Yes! You guessed it! – that same thick in the ‘01’ registered car was still behind me. He blew and began gesturing at me to move on! Maybe, I thought, this system of slowing down traffic is not for the average Irish driver such as that ‘01’ eejit.
Worse was to follow. A day or two later I was driving down Threadneedle Road, passing the entrance to Salerno, when a bus travelling in front of me pulled over and the members of a hockey squad and followers began to alight from the front of the bus.
They were ‘blind’ because they were crossing in front of the bus, so I remained stopped in the road behind the bus, allowing them to cross in threes and fours – as the bus driver signalled his thanks to me in his external rear view mirror.
One of the reasons I had stopped was that I had learnt my lesson a few weeks earlier when I passed a school bus in such a situation and the bus driver let me know in no uncertain terms what he thought of my driving! It was damned dangerous and I shouldn’t have done it!
On this occasion outside Salerno, however, a woman driver immediately behind my car began to hoot the horn and give me a very ‘bad time’. Then the other drivers of cars in the line held up behind her began to hoot the horns in a cacophony of impatient noise.
Again, I damned near got out and went back to the ‘lady’ driver, but in that kind of situation, all you do is make things worse . . . and cause an even greater hold-up for traffic.

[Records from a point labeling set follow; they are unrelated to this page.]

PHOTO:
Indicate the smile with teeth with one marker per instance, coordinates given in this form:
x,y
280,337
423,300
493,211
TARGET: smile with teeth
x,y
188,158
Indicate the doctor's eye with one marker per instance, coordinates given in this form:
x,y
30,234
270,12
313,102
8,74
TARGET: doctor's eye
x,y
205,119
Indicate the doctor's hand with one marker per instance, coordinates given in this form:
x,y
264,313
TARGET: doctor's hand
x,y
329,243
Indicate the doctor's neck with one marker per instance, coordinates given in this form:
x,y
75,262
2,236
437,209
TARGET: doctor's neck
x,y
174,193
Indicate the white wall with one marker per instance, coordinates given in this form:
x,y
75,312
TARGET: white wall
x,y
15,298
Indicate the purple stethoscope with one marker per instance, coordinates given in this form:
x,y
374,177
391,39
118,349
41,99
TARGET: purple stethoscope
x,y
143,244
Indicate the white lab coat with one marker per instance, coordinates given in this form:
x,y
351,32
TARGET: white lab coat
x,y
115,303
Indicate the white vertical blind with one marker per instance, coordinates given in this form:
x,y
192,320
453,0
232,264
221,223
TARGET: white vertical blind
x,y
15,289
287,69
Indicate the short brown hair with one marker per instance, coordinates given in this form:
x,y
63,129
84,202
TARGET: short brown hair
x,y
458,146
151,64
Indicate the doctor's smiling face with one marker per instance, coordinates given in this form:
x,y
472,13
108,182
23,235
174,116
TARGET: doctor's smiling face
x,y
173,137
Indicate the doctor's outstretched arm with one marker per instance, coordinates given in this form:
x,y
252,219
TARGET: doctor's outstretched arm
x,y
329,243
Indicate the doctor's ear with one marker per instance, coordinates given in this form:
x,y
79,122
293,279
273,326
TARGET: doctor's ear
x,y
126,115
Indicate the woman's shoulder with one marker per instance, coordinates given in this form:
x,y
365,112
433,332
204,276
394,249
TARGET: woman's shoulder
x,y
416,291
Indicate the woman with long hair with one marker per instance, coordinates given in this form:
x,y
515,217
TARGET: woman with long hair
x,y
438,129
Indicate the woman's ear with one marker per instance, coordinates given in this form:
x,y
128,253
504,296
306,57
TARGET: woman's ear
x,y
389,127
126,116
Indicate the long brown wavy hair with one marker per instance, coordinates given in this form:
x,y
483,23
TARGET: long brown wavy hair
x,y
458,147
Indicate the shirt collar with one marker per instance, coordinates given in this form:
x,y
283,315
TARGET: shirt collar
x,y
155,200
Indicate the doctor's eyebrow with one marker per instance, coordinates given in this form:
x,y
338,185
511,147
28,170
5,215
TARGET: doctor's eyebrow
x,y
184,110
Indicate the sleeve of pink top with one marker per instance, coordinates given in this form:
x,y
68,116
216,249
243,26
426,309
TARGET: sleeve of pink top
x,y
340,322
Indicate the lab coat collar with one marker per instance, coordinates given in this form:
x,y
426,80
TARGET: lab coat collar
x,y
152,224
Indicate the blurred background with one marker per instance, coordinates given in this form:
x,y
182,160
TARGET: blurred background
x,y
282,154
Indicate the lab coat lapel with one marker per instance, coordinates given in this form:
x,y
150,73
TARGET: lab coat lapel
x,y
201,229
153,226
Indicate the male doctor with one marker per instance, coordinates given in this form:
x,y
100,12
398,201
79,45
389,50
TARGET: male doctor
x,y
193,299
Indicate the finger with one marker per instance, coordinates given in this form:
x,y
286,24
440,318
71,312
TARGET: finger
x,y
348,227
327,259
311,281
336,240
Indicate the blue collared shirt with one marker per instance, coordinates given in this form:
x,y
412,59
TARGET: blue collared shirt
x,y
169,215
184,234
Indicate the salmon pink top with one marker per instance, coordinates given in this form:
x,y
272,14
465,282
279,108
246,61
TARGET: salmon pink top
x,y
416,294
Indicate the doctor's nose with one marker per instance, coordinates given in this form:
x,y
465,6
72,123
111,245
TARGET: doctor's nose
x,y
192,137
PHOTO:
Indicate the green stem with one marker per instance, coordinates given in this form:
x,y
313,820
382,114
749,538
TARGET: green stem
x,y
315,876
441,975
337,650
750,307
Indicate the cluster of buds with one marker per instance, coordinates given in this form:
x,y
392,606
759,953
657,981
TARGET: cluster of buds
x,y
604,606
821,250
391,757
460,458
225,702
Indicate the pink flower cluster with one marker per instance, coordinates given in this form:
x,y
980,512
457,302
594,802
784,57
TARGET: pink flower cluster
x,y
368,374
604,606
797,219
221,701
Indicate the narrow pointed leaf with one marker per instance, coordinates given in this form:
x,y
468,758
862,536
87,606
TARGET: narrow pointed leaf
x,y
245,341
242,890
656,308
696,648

All of which makes me think that any so-called solution to the Galway traffic snarl-up which is based on courtesy, driving within the speed limit, and inconveniencing yourself, has about as much chance of working as appeals to Galway people to stop littering the streets, daubing walls with graffiti, and to scoop-up the dog poo on the Prom when their mutts defecate there.
I really don’t know how long I can keep up the courage to drive within the speed limit, wear my seat belt, and hang back when a potential traffic jam is building up – rather than plough into the middle of it and make it worse.